Of particular interest when comparing our results to those of Knab et al. is the difference in the use of induction chemotherapy. Our approach has been to use a single cycle of induction chemotherapy for chemoselection, whereas Knab et al. gave 6 weeks of chemotherapy prior to chemoradiation. Given that the greatest number of disease failures in our trials were in patients with distant metastases, it is interesting to speculate whether additional cycles of platinum and 5-fluorouracil (PF) as induction chemotherapy could have improved our survival outcomes, because only one third of our patients were able to receive additional adjuvant chemotherapy. Two earlier trials demonstrated an overall survival benefit with IC,13,14
and data from the MACH-NC meta-analysis showed a marginal improvement in survival (P
= .05) with IC regimens containing cisplatin and 5-FU.15
Currently, improvements in survival have been suggested with the addition of taxanes to PF in IC regimens.16,17
Recently, a study of advanced larynx cancer patients was terminated at our institution (unpublished data) after more than 50% of individuals failed to respond to chemoradiation, all of whom had greater than 50% responses to one cycle of TPF induction chemotherapy. By incorporating a more effective induction regimen, one such explanation for these local failures could be the loss of the discriminating ability of a single neoadjuvant cycle to select patients for immediate laryngectomy.

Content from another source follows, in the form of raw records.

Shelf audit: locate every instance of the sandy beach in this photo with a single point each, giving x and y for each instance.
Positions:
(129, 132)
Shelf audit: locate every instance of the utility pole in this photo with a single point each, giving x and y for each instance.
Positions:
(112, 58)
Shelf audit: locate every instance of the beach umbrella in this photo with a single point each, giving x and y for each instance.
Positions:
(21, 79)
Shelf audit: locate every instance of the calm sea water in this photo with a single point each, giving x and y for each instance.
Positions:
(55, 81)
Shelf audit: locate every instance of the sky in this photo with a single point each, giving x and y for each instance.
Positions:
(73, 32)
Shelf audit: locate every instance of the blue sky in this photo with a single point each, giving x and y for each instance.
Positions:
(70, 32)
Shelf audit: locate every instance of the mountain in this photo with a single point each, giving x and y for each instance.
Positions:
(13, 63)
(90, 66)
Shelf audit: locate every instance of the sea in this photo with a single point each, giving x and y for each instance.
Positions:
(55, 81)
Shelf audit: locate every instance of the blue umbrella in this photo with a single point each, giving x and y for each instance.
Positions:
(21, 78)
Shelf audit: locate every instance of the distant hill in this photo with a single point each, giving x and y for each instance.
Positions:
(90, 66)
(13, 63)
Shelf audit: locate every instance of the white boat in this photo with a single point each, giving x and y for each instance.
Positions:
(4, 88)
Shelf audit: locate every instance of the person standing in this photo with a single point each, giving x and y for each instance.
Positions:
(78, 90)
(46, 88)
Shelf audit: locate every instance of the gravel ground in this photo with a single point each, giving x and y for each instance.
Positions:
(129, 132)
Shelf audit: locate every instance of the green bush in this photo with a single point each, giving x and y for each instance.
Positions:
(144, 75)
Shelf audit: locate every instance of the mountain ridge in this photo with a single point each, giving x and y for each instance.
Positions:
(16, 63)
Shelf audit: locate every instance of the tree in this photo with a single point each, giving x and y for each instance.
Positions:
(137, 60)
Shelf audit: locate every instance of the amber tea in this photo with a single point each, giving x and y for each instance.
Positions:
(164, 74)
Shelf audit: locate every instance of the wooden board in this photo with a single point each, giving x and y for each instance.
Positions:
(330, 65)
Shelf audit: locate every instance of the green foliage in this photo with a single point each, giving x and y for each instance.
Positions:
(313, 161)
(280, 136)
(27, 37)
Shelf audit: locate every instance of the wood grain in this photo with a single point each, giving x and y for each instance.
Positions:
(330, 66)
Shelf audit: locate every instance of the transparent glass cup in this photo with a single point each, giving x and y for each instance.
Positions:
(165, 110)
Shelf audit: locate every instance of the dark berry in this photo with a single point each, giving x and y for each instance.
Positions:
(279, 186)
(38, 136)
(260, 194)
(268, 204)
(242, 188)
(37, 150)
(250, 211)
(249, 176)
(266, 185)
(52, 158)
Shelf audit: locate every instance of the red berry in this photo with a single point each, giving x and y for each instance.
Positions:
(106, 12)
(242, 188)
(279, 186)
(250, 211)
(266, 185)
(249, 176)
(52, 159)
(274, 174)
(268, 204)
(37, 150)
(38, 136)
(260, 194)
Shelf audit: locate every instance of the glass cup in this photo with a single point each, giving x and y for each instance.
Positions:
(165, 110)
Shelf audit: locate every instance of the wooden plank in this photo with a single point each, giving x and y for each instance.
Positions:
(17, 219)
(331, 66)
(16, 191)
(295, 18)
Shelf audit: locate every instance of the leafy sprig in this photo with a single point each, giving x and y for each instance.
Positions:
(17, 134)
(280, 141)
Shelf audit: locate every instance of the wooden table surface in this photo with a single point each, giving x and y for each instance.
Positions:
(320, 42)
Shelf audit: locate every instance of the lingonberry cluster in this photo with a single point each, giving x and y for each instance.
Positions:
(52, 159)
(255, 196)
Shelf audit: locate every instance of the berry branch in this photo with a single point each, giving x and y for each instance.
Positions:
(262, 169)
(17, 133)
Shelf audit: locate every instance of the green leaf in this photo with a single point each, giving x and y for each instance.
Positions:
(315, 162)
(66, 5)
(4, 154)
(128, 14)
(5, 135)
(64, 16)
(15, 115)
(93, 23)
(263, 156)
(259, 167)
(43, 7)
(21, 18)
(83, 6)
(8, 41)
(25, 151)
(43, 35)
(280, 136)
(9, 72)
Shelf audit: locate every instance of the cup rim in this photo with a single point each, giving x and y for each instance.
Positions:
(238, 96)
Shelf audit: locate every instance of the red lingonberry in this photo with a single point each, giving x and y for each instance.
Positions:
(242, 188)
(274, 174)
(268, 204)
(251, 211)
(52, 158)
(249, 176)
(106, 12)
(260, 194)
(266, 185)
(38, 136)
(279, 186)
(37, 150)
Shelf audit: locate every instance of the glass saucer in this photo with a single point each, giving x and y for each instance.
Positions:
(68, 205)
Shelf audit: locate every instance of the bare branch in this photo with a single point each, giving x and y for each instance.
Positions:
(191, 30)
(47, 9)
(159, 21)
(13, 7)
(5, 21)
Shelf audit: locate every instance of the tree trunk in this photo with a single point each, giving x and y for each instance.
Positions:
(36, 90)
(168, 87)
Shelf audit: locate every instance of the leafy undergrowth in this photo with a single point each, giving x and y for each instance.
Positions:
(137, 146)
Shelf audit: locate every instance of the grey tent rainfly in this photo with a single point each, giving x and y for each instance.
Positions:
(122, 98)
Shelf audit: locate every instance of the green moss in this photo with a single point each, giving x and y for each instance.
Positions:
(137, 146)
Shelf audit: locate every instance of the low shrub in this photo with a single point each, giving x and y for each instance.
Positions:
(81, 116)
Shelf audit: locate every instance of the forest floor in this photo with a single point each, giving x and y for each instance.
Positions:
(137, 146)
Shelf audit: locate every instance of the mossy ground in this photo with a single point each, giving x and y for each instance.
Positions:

Adjuvant chemotherapy had no effect on outcome in our original UMCC 9520 study. In general, published meta-analyses demonstrate no survival benefit for its use.15,18
However, the T4 patients in this report may have obtained a benefit from additional chemotherapy following chemoradiation as none of the eight who received adjuvant chemotherapy developed distant metastases and only one had a locoregional failure. Alternatively, these patients may have had better performance status following chemoradiation, and this could be associated with better survival.19,20
We recognize that the number of patients is small, and that most patients declined adjuvant treatment due to prolonged toxicity following chemoradiation. However, it does raise the question whether patients with large-volume disease and/or cartilage invasion with good performance statuses may benefit from additional adjuvant chemotherapy.
QOL was also assessed in our analysis. Some believe that unfavorable T4 tumors with cartilage invasion are unlikely to be cured with organ preservation. Those that are cured often suffer with a dysfunctional larynx with associated aspiration and severe dysphagia, requiring permanent gastrostomy and/or tracheostomy.3
Longitudinal data regarding pretreatment factors associated with tracheostomy and feeding tube dependence were previously published from our institution. In a multivariate analysis of over 700 patients, we found that tracheostomy was a very strong predictor for g-tube dependence.21
Permanent tracheostomy rates of 3% to 7% were related to primary tumor size in the larynx, which included T4 cancers with cartilage invasion. The small percentage of T4 patients in our study that remained tracheostomy dependent was similar to the Chicago experience and that reported by the VA Laryngeal Cancer Study Group. As expected, however, the high volume T4 population had a greater number of patients requiring permanent tracheostomy compared to lower volume tumor patients. For this advanced disease population, our g-tube dependence rate is relatively low (17%). These patients, in general, had a more difficult time tolerating treatment and the majority of them received carboplatin as part of their induction and chemoradiation regimens. Similarly, none received adjuvant chemotherapy.